Drug Companies, FDA Lagged in Warning Public About Zetia, Vytorin

Jan. 14, 2008

Statement by Sidney Wolfe, M.D., Director of Public Citizen’s Health Research Group

Users of the prescription cholesterol medicine Zetia and Vytorin received some troubling news from the makers of the drug today: Although the pills they’re taking lower their cholesterol, there is no evidence that they reduce the risk of heart attacks and strokes, and may, in fact, be putting them at risk.

We first warned against using Vytorin, a combination of Zetia and the cholesterol drug Zocor (now generically available as simvastatin), in December 2004 on our Web site, WorstPills.org. At the time, we said that people should wait at least seven years before taking this new drug, considering that Vytorin wasn’t a “breakthrough” drug, which offers a documented advantage over older, proven drugs.

The Food and Drug Adminstration’s (FDA) own pharmacology reviewer recommended against approval of Vytorin, warning that tests showed serious toxicity in laboratory animals, regardless of how small of an amount of this combination drug was used.

Now, a clinical trial by Merck and Schering-Plough adds to our concerns. It is disturbing that the companies completed the trial in April 2006 but found excuse after excuse not to release the unfavorable results to the public until today.

Unfortunately, we are not surprised. There’s a $20 billion market for cholesterol-lowering drugs and companies will do whatever it takes to get as much of that market as they can, even if it means letting people continue to take prescription drugs that they know are not beneficial and that even may be harmful.

Merck and Schering-Plough offer the excuse that their data are complicated and their analysis of the clinical trial took much longer than anticipated. We’re not convinced. What’s much more likely is that the companies put their stockholders above their responsibility to public health.

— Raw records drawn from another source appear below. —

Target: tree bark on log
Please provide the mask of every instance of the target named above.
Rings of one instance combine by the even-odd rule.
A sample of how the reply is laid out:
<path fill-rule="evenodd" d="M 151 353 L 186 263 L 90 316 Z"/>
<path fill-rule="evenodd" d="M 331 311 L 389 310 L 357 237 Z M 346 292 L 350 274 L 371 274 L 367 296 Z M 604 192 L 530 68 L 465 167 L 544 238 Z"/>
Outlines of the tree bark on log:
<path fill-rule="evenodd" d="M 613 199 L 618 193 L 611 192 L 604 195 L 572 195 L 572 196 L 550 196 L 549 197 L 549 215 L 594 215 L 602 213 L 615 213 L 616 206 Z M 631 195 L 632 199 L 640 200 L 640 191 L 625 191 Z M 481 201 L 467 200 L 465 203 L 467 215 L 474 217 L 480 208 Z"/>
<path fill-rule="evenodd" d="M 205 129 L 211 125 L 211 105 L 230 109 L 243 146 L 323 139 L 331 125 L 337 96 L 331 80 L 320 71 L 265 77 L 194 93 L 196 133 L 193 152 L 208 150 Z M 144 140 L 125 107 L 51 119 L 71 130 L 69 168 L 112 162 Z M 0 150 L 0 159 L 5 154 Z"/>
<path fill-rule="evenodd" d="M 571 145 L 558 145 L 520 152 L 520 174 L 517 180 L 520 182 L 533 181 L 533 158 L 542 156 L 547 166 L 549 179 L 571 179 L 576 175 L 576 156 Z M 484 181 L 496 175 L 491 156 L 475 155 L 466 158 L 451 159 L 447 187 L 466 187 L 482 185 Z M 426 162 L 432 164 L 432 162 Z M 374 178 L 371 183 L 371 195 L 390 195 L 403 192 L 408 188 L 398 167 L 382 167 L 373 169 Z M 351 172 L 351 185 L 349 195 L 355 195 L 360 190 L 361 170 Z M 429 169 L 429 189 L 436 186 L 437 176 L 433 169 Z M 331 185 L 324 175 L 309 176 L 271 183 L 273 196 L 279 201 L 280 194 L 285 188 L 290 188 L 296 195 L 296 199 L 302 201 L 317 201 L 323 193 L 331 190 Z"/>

We wish we could say this is an isolated case but there are too many other examples of negative findings being buried in the FDA’s files. This year, the drug industry gave $400 million to the drug division of the FDA, which   funds most of the salaries of those scientists who review drugs. You would have to be living on a cloud to think that the money doesn’t have an impact on the FDA’s drug approvals or regulation of the industry.

At the very least, what we learned today is that people who have been taking Vytorin should talk with their doctors and find a better medication.